Can we construct a function that has uncountable many jump discontinuities?

I know that Dirichlet function has uncountable many discontinuities. I think they are removable, because the discontinuities can be removed by redefining the function values of the rational numbers as 0.

So Dirichlet function is a function that has uncountable many removable discontinuities, then my question is can we construct a function with uncountable many jump discontinuities? If not, how do we prove it is impossible? Thank you.

An odd but similar question is can we have a function that has uncountable many infinite discontinuities?


Solution 1:

$f$ has a jump discontinuity at $x=a$ if $f(a-) = \lim_{x \to a-} f(x)$ and $f(a+) = \lim_{x \to a+} f(x)$ exist, but $f(a-) \ne f(a+)$. Let $S(a) = |f(a+) - f(a-)$ be the size of the jump discontinuity at $a$. Let $J(n)$ be the set of jump discontinuities $a$ with $S(a) > 1/n$. Then I claim $J(n)$ is a discrete set.
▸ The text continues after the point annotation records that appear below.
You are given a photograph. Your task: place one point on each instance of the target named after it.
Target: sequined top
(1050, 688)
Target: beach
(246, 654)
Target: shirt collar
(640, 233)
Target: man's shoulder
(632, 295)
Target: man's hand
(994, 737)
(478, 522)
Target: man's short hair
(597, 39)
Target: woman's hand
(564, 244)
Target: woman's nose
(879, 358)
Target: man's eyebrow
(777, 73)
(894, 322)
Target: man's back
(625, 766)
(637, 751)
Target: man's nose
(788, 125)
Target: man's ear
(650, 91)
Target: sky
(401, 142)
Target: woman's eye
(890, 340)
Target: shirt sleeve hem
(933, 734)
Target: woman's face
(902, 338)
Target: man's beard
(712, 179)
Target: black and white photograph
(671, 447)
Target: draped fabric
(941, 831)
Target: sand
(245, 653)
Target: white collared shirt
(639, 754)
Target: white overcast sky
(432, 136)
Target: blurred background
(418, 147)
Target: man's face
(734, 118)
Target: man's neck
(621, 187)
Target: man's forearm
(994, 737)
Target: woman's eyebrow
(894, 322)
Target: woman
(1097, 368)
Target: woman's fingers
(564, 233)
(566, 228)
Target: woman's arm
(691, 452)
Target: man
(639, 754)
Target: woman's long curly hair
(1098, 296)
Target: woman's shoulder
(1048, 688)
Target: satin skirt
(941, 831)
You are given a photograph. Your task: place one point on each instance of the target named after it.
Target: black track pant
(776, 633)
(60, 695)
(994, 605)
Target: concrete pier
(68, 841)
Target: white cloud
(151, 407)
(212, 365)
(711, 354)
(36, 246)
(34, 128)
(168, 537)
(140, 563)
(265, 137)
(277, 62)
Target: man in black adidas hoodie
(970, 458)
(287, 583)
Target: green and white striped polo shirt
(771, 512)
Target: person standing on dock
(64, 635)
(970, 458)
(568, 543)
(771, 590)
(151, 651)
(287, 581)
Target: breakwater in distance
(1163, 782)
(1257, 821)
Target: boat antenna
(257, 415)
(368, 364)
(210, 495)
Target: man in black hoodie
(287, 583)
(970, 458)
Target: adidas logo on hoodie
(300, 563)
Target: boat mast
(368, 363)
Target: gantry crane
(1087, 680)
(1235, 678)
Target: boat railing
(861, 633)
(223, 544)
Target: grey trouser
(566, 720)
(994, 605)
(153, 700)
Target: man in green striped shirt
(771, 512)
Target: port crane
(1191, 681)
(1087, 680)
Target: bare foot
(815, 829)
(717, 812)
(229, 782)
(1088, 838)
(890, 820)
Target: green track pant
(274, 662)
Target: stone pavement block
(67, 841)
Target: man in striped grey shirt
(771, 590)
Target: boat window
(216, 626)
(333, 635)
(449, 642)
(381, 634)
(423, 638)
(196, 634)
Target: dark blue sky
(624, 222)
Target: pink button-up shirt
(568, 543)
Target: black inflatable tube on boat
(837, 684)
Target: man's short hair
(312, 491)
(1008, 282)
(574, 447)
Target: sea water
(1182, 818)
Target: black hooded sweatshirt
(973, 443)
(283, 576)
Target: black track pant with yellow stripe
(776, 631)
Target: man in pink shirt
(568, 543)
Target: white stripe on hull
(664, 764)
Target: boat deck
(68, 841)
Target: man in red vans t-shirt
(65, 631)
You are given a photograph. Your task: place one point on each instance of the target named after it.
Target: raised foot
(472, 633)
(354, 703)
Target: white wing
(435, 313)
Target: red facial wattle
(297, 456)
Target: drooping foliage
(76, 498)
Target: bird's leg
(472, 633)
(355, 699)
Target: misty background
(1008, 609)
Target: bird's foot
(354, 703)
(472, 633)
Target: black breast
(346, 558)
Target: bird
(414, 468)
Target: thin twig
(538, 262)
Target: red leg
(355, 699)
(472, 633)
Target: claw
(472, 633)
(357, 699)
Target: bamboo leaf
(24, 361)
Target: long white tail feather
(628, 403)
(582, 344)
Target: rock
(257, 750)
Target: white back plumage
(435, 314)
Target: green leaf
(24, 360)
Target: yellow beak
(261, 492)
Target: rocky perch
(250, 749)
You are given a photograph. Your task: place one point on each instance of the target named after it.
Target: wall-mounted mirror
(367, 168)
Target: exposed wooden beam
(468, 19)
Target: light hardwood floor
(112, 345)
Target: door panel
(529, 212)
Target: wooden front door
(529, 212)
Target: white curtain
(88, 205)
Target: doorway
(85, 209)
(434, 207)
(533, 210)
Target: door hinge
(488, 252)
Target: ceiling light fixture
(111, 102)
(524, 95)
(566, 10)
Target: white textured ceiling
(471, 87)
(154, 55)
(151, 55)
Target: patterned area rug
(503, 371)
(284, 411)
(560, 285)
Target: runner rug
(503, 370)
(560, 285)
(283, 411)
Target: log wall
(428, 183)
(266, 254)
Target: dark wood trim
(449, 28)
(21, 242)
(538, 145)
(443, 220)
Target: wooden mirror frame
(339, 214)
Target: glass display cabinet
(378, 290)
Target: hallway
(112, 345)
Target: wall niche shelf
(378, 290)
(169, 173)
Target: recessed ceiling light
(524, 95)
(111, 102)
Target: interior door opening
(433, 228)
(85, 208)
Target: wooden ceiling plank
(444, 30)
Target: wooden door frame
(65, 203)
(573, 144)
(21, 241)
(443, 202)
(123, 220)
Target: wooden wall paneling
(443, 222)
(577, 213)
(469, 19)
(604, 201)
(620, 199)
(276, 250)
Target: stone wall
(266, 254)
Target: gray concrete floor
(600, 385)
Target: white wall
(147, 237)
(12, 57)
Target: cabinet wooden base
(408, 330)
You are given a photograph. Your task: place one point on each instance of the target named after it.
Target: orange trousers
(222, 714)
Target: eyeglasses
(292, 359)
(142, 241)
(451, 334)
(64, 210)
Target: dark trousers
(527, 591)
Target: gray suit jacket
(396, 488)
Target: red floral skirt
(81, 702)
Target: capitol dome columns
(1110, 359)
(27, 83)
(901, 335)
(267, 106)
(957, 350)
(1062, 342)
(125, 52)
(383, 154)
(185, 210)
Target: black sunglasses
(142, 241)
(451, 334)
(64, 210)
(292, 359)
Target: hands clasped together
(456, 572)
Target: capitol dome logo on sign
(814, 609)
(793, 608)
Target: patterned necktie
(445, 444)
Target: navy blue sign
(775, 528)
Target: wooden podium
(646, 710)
Since a discrete subset of $\mathbb R$ is countable, and the union of countably many countable sets is countable, this implies that the set of jump discontinuities of $f$ is countable.

To prove the claim, suppose $a \in J(n)$, and take $\epsilon < 1/(2n)$. There is $\delta > 0$ so that for $a -\delta < x < a$, $|f(x) - f(a-)| < \epsilon$ and for $a < x < a + \delta$, $|f(x) - f(a+)| < \epsilon$. Thus if $x$ and $y$ are both in $(a-\delta, a)$ or both in $(a, a+\delta)$, $|f(x) - f(y)| < 2 \epsilon < 1/n$. This implies that if $x$ is a jump discontinuity in one of these intervals, $S(x) \le 2 \epsilon < 1/n$.